Lange: Verstehen wir denn Walter Riester richtig, dass er so einen demografischen Faktor am Ende dann doch mittragen würde, wenn ihn die anderen Parteien alle wollen?
Mascher: Walter Riester hat eben erklärt, dass diese zwei Jahre Preissteigerungs-anpassung entsprechend der Preissteigerungsrate einen sehr langfristigen Effekt habe - das habe ich gerade versucht, kurz zu erklären, und dass wir darüber diskutieren müssen, was passiert, wenn dieser Effekt sich abschwächt und wir wieder Beitragssatz-Steigerungen über 20 Prozent hinaus bekommen. Wir haben jetzt einen Konsens - glaube ich - zwischen allen Parteien, dass wir Beitragssätze, die also hier 24,26,26 Prozent - wie die früheren Prognosen gesagt haben - , dass wir die alle miteinander nicht für generationengerecht oder für sozialverträglich halten.

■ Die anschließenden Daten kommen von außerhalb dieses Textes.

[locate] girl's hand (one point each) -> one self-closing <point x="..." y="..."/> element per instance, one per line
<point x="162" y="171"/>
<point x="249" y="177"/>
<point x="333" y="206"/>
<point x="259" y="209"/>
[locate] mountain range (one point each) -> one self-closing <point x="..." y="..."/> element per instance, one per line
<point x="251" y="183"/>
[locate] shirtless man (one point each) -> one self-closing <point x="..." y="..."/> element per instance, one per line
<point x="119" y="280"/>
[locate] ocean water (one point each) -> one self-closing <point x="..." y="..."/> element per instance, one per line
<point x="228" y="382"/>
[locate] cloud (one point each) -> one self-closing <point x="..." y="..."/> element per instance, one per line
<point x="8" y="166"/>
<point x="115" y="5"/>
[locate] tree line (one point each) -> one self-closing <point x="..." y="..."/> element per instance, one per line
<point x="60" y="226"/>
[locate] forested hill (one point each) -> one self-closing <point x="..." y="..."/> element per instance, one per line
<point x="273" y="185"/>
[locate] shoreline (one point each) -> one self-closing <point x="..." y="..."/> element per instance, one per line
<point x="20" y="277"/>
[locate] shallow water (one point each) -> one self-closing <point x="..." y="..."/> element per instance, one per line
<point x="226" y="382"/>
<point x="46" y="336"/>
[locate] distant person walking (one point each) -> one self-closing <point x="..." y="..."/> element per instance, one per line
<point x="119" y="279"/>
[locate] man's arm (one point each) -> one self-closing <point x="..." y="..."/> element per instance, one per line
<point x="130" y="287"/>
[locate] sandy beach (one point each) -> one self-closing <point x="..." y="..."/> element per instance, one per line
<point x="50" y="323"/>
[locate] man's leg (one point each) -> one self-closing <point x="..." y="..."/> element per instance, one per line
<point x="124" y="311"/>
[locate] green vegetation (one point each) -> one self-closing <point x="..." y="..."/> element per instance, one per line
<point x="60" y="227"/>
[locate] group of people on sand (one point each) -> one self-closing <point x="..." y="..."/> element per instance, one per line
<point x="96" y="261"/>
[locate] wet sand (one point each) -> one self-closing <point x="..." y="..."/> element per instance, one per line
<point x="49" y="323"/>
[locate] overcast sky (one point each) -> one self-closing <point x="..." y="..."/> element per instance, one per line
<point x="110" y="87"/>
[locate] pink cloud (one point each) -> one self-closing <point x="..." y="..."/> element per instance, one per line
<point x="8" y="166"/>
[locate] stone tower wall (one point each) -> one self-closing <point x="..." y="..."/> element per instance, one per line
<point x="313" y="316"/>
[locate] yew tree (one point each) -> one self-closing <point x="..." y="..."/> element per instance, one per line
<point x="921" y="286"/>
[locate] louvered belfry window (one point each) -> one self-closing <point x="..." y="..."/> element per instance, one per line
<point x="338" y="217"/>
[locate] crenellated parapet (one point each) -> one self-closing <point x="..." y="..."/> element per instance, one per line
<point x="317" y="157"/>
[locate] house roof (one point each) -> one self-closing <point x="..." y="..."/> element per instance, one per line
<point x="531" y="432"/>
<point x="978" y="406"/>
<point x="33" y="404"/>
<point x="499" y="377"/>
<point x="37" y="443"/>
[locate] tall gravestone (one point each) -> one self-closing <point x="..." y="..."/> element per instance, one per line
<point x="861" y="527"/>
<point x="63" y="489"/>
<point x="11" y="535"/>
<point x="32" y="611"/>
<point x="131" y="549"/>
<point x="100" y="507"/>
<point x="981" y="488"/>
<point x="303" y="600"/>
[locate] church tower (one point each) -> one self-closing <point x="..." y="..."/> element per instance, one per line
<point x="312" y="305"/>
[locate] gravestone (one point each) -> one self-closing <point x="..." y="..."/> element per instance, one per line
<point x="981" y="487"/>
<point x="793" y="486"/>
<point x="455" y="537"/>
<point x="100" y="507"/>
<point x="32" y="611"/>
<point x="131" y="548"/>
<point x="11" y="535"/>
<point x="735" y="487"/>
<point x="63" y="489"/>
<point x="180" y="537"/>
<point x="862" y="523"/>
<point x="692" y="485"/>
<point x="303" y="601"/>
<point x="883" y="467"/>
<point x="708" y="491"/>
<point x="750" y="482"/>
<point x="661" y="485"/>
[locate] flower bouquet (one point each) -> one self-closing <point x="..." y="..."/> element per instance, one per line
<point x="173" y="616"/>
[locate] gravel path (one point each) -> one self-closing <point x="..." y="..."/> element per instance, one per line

Lange: Frau Mascher, von Seiten der Wirtschaft ist in den letzten Tagen wieder gefordert worden, die gesetzlichen Renten langfristig auf eine Basisversorgung zurückzuführen und alles andere der privaten Altersvorsorge zu überlassen. Wie stehen denn nach Ihrem Eindruck die Oppositionsparteien zu solchen Forderungen? Spielen die in den Gesprächen jetzt eine Rolle?
Mascher: Also, sie haben gestern keine Rolle gespielt. Bei der CDU/CSU spielen sie auch - was die Mehrheitsmeinung von CDU/CSU betrifft, insbesondere auch bei der CSU - keine Rolle. Bei der FDP gibt es Äußerungen in diese Richtung.
Lange: Die CSU hat für die private Zusatzversorgung eine ‚Teilkapitalisierung' ins Gespräch gebracht. Welche Chancen geben Sie diesem Modell?
Mascher: Das ist das, was der Arbeitsminister insbesondere mit dem Aufbau einer zusätzlichen kapitalgedeckten Altersvorsorge will, wo er sich ja auch in der SPD sehr engagiert hat und auch durchgesetzt hat. Die Frage wird sein, wieviele Mittel wir zur Verfügung haben, um dann für diejenigen, die wenig Einkommen haben, für junge Familien, die ganz knapp mit ihren Finanzmitteln sind, wie wir das fördern können, und denen das auch ermöglichen, die das bisher nicht machen konnten.
Lange: Aber nach dem Modell der CSU sollte es ja so laufen, dass ein Teil der jetzigen Rentenbeiträge sozusagen umgewidmet wird in eine Kapitalansparform
Mascher: Das ist genau der Teufel, der da im Detail steckt. Das würde ja auf der anderen Seite bedeuten, dass die Einnahmen in der Rentenversicherung zurückgehen. Und wenn wir die Rentenleistungen dann nicht kürzen wollen, müssten wir höhere Beiträge nehmen. Das kann nicht der Sinn der Veranstaltung sein. Das wird also ein Punkt sein, wo wir bei Einigung über das Ziel - wir wollen eine Ergänzung durch eine kapitalgedeckte zusätzliche Altersvorsorge - über das Detail, wie wir dahinkommen, sicher uns heftig auseinandersetzen werden.
Lange: Nach den ursprünglichen Vorstellungen von Walter Riester sollte diese private Zusatzvorsorge ja obligatorisch sein, also verpflichtend für alle. Dafür haben sich inzwischen auch andere Parteien erwärmt. Riester hat aber inzwischen gesagt, man will das fördern, dass das passiert. Wo ist die Position im Moment?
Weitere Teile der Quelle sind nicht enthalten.